A terceira etapa foi já no Brasil, numa análise que mostrou o país com uma integração mais avançada: a atividade é reconhecida em lei, e há diversos casos em que catadores atuam em parceria com prefeituras ou empresas. Contudo, embora haja avanços normativos recentes, como a Estratégia Nacional de Economia Circular, o Plano Nacional de Economia Circular e um projeto de lei sobre o tema, que sinalizam a valorização e inclusão dos catadores, ainda faltam orientações práticas que garantam que essa transição seja, de fato, justa para os catadores.

“Diante desse cenário e após analisar detalhadamente a integração no Brasil, construímos de forma participativa, com os catadores, pesquisadores, professores e gestores públicos, 84 diretrizes para fortalecer ainda mais essa integração e contribuir com a implementação de políticas que busquem uma transição justa”, ressalta a pesquisadora da EESC. Os casos identificados e as diretrizes propostas podem ser consultados no Painel Interativo no Site do NEPER, de forma acessível, e podem ser utilizadas por prefeituras e organizações para avaliar se suas ações estão de fato promovendo uma integração justa.

A análise dessa terceira etapa também permitiu aos pesquisadores identificarem novas formas de organização de catadores autônomos sem a entrada em cooperativas tradicionais, algo pouco explorado na literatura. Um exemplo é a COOPCASA, que é um coletivo de autônomos de São Paulo que faz gerenciamento de resíduos sob contratação, atuando em eventos como a ExpoCatadores.

Sem receita pronta

Para Ana Maria, o estudo deixa claro que não existe uma única ‘melhor forma’ de integrar catadores que sirva para todos os contextos. “Cada realidade é diferente, e qualquer proposta de integração precisa ser construída com a participação ativa dos próprios catadores, respeitando aquilo que eles desejam e reivindicam”, enfatiza.

Por essa razão, ao final da pesquisa, os autores também produziram vídeos e outros materiais ilustrativos, de modo a facilitar a disseminação dos resultados entre catadores, organizações da sociedade civil, gestores públicos, empresas e pesquisadores interessados em construir uma economia circular mais justa. Os materiais, elaborados em português e inglês, têm caráter educativo e de divulgação científica, e reúnem informações sobre as experiências analisadas nos dois contextos, com conteúdo que pode ajudar catadores e suas organizações a compreenderem e aplicarem os resultados em seus projetos, além de apoiarem tomadores de decisão e formuladores de políticas públicas.

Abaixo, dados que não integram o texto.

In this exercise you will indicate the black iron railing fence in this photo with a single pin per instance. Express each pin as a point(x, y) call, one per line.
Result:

“A pesquisa mostra que não basta mudar a forma como lidamos com os resíduos: é preciso garantir justiça para quem já trabalha com isso no dia a dia. Mais além, para construir um futuro mais sustentável, é essencial garantir que ninguém fique de fora, especialmente quem já trabalha todos os dias pela reciclagem. Ouvir os catadores e criar caminhos reais para sua integração é um passo importante para tornar a economia circular mais justa. Isso tem impactos diretos não apenas para os catadores, que poderão se fortalecer para reivindicar direitos e negociar com o setor público e privado, como também para a sociedade. Os resultados reforçam que não haverá sustentabilidade verdadeira sem justiça social”, defende Ana Maria.

Para a autora do estudo, a engenharia, especialmente quando voltada para a sustentabilidade, precisa incorporar de forma efetiva a dimensão social em seus projetos e pesquisas. “Tudo o que é planejado, construído ou gerenciado pela engenharia afeta pessoas, direta ou indiretamente, e por isso, é essencial perguntar: quem será impactado? Quem já está presente no território e possui conhecimentos que precisam ser reconhecidos e incorporados? Como evitar ou reduzir injustiças sociais? No caso da gestão de resíduos, por exemplo, isso significa reconhecer o papel dos catadores e incluí-los como parceiros nas soluções técnicas e políticas. É assim que fazemos uma engenharia mais justa, ética e alinhada aos desafios reais da sustentabilidade.”